During a brief report to the Board, Regent President David G. Walsh of Madison updated Regents about his appearance before legislators at a hearing last week which focused on the proposed Taxpayer’s Protection Amendment. Walsh said the conversation took on a different tone than previous discussions about the proposed amendment as it followed the announcement of major donations for the Wisconsin Institutes of Discovery on the UW-Madison campus.

“These kinds of public-private partnerships aren’t going to continue unless the state of Wisconsin continues its investment in the University of Wisconsin System,” Walsh said. “It was a good hearing because we talked about something different, and they realized that TPA has the potential for a terribly negative impact on [such partnerships].”
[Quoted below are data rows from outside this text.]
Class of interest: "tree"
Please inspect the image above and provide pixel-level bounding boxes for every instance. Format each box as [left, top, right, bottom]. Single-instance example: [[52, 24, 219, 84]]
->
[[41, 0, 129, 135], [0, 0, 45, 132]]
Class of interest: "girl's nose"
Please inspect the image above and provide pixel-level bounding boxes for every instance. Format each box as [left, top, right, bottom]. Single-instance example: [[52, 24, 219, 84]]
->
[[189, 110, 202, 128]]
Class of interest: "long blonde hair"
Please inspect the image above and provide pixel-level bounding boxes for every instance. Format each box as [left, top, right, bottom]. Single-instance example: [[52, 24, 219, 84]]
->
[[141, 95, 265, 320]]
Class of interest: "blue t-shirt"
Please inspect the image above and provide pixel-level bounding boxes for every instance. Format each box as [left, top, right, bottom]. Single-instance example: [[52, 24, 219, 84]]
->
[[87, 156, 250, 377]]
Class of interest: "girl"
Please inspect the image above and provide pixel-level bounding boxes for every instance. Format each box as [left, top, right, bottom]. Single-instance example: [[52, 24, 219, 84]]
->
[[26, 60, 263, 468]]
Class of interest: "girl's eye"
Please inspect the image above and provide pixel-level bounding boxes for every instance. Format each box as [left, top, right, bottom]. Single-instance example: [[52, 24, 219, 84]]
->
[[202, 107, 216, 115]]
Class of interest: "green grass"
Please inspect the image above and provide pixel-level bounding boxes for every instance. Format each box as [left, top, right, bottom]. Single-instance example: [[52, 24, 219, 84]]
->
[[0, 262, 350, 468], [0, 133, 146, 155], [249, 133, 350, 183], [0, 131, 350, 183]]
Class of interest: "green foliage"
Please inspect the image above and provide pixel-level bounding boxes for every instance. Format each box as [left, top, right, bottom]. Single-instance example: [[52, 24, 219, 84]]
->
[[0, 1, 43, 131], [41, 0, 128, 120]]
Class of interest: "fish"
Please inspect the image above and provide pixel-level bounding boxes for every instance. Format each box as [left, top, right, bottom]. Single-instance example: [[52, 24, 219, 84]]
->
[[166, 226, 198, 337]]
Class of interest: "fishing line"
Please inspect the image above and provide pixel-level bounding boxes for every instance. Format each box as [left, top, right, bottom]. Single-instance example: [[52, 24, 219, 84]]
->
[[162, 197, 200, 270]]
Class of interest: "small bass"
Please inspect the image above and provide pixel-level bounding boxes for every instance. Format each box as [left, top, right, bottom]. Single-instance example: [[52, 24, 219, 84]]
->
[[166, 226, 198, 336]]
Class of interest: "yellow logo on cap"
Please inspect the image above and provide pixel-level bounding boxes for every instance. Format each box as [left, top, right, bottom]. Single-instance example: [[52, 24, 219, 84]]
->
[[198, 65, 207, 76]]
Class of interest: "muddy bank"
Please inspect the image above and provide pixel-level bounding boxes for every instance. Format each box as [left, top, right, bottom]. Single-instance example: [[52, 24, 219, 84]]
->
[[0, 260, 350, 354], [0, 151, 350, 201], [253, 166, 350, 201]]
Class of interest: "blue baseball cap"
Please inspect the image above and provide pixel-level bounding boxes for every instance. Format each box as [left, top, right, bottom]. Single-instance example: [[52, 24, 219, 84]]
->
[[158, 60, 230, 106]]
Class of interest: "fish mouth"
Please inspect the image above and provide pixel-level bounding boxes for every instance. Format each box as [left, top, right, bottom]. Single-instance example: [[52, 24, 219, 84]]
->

Regent Michael Spector of Milwaukee updated the Board about the progress of the Committee Regarding Faculty/Academic Staff Disciplinary Process. He noted that the committee would soon hear input he gathered from faculty during a recent trip to UW-Parkside, and that the Board would be asked to consider action on a Regent disciplinary policy in June. That action is being delayed by one month to allow UW-Madison faculty and other groups more time to submit input, he said.

As part of his “Good News” report to the Board, UW System President Kevin P. Reilly highlighted the work of the Wisconsin Space Grant Consortium, headquartered at UW-Green Bay and directed by Professor Aileen Yingst. The Consortium, which includes 26 colleges, universities and institutes in Wisconsin, including several UW campuses, works with students in science, math, and technology fields by supporting aerospace research, scholarships and outreach projects.

In addition, Regent Eileen Connolly-Keesler of Oshkosh, a UW-Green Bay alumna, presented the Board’s resolution of appreciation to the campus. The resolution noted UW-Green Bay’s outstanding development of a campus master plan, the inspirational education philosophy of “Connecting learning to life,” and the importance of the campus’s proposed agenda for expansion and growth.


The UW System Board of Regents will hold its next meeting May 4-5, 2006, on the UW-Madison campus.